By the time I arrived at the US Botanic Gardens, five miles from my starting point, I was sweaty, gross, and scaring small children, but I didn't care. I had questions and they had horticulturalists, water fountains, bathrooms, and air conditioning. What was sucking the life out of my verbena leaves? Spider mites or thrips. Why did my gaillardia have a hole in its stem? Poor drainage, probably. The horticulturalist I spoke to was helpful, friendly, and actually excited to see the verbena leaves I had wrapped in wet tissue. Plus she smelled a lot better then I did. I didn't want to leave. My daughter could metro home alone. I was going to spend the rest of my life as a professional gardener.

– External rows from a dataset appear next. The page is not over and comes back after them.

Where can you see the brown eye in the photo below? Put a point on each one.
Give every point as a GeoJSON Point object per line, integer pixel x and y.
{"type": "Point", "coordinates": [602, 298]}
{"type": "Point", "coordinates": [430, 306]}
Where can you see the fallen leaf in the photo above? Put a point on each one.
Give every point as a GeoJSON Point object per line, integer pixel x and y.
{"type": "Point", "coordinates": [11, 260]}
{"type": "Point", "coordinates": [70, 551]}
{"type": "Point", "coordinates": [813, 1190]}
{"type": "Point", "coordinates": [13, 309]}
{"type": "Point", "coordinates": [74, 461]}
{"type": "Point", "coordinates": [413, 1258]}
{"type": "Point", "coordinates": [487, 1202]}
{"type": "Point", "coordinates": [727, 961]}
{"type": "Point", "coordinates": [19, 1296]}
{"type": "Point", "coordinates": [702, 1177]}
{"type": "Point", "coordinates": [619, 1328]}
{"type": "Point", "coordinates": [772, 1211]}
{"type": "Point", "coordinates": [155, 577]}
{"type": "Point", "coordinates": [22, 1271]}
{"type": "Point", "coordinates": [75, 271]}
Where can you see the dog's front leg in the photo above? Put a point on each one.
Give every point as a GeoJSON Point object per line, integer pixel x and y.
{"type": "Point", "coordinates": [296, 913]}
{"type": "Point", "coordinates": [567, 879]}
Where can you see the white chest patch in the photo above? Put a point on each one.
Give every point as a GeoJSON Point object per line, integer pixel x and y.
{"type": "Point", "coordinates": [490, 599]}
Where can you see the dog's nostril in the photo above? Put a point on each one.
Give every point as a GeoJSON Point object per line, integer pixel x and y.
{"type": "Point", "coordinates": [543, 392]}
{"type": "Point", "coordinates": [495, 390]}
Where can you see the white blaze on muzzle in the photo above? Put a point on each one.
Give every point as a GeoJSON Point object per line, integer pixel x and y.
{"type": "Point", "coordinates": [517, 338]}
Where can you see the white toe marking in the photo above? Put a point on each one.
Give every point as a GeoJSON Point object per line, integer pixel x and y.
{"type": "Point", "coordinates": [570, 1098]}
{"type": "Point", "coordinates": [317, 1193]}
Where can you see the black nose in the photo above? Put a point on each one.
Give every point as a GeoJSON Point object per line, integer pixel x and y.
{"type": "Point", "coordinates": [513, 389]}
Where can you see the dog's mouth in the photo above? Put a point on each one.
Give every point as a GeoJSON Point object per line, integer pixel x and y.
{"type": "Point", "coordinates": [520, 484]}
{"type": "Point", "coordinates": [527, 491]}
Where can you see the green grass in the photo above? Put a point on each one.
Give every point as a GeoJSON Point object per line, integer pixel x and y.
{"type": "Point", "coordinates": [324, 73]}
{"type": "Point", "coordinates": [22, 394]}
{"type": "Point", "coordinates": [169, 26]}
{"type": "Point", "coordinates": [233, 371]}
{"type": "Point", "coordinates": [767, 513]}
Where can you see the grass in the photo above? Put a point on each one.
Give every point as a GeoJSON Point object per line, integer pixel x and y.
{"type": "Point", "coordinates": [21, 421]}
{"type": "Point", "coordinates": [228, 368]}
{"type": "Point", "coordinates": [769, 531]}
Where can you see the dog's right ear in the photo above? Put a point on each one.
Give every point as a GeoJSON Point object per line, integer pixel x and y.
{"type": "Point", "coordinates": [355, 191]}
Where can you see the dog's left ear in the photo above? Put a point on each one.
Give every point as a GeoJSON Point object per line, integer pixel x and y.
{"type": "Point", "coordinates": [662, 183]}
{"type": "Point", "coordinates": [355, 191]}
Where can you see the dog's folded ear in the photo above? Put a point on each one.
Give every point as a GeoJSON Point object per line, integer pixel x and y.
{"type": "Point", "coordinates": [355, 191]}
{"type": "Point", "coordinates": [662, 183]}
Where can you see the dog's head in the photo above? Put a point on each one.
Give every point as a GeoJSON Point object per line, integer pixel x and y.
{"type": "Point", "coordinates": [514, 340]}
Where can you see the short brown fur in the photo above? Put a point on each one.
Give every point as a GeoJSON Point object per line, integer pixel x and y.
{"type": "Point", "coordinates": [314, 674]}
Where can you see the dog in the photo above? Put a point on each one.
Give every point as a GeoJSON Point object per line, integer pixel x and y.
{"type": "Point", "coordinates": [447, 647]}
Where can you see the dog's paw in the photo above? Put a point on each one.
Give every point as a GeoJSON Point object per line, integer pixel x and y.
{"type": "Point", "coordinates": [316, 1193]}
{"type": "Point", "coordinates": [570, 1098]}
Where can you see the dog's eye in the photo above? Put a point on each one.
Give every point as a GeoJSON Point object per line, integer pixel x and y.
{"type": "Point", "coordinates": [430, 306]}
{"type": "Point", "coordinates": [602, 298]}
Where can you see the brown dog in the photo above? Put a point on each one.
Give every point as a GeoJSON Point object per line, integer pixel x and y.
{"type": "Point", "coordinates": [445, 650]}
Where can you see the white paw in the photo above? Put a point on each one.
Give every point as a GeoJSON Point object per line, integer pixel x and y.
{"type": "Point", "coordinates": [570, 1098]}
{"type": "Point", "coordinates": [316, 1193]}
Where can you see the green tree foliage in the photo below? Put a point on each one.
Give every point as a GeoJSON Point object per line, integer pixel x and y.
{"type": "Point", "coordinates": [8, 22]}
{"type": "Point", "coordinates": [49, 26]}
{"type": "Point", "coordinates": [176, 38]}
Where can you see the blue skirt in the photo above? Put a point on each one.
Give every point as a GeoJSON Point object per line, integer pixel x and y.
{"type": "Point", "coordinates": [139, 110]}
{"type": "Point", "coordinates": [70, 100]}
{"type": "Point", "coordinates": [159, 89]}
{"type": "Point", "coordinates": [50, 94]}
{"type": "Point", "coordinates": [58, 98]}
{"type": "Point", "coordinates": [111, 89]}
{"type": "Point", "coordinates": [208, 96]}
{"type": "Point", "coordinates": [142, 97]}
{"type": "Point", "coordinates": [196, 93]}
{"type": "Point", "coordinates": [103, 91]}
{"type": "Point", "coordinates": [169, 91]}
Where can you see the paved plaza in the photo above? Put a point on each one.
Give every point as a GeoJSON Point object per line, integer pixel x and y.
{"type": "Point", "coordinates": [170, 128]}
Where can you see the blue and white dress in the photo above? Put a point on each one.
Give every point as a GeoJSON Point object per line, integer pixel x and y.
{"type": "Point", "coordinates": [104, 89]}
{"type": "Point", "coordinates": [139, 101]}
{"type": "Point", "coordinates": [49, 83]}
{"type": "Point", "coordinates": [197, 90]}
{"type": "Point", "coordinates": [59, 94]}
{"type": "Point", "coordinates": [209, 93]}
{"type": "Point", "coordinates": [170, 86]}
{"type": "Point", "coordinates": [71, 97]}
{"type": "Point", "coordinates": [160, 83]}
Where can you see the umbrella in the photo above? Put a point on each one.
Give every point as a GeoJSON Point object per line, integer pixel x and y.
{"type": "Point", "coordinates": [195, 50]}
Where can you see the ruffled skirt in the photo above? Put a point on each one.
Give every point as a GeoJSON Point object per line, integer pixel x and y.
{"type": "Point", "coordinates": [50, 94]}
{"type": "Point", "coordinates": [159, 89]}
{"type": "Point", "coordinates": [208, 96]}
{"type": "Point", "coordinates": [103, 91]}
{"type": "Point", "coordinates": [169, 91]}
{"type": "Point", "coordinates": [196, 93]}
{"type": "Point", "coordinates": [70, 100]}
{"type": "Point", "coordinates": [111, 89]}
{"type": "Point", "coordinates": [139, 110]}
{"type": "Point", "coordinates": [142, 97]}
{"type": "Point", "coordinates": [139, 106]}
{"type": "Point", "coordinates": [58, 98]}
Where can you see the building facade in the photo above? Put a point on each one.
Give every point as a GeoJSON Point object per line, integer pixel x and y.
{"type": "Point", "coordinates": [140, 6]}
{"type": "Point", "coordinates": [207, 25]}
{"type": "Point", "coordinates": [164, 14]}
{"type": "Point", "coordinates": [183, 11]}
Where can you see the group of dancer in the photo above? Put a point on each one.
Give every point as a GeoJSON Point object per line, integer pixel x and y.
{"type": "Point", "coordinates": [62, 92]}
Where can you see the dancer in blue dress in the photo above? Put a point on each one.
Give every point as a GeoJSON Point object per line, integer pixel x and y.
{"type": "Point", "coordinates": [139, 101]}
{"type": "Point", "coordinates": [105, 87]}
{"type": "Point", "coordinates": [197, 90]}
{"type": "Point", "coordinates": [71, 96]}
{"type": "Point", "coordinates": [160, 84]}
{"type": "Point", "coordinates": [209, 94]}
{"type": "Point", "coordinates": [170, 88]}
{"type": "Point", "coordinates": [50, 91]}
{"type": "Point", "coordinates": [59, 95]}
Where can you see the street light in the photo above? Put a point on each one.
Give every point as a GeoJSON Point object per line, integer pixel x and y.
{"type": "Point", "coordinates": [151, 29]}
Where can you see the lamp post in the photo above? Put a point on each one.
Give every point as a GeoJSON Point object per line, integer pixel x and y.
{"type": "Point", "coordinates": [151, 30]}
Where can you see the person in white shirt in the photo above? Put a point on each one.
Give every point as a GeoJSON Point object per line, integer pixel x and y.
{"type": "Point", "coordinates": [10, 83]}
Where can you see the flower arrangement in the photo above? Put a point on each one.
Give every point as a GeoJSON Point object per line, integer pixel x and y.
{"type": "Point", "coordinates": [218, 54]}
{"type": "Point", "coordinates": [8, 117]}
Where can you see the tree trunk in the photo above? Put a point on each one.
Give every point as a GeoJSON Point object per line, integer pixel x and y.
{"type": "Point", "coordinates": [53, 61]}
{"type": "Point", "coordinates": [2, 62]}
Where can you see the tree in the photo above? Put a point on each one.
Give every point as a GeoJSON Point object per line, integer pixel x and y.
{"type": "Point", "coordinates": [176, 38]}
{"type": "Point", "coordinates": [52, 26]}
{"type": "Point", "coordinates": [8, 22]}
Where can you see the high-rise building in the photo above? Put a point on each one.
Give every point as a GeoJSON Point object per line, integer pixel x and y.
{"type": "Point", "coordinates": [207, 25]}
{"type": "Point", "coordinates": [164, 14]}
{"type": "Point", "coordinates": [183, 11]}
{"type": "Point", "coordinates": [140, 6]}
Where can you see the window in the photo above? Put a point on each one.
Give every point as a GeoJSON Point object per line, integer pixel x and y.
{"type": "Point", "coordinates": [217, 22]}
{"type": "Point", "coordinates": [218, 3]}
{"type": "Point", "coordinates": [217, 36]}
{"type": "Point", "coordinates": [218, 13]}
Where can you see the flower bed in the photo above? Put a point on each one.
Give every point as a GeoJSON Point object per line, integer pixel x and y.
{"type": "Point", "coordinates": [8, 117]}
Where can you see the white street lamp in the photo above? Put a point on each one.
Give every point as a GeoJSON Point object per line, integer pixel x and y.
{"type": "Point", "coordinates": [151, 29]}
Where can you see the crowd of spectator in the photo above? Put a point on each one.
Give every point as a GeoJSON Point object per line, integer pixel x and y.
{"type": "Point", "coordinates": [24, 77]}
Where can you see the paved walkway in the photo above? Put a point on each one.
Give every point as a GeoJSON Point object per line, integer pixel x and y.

The zinnias at the gardens were phenomenal. Their stems were so thick they reminded me of big tomato plants, and unlike my zinnias, they were sturdy with gorgeous bicolored orange and red flowers. My zinnias are divas with a long list of demands. They prefer constant moisture and no storms, please. While beautiful, they are demanding and I'm on the hunt for stronger, more drought resistant varieties. The plants at the gardens are watered constantly with copious amounts of water soluable organic fertilizer, such as compost tea and it shows. Come September, when I have 180+ science students to teach, the gardens will still be amazing and there will still be a crew buzzing around to cater to the plants every need. I take out my notepad and begin scribbling plant names and observations. A little knowledge can go a long way and I'm already making plans for all the rearranging I need to do this fall. I felt sweaty, but inspired. I headed for the nearest metro stop, parked my butt on the train, and rode away.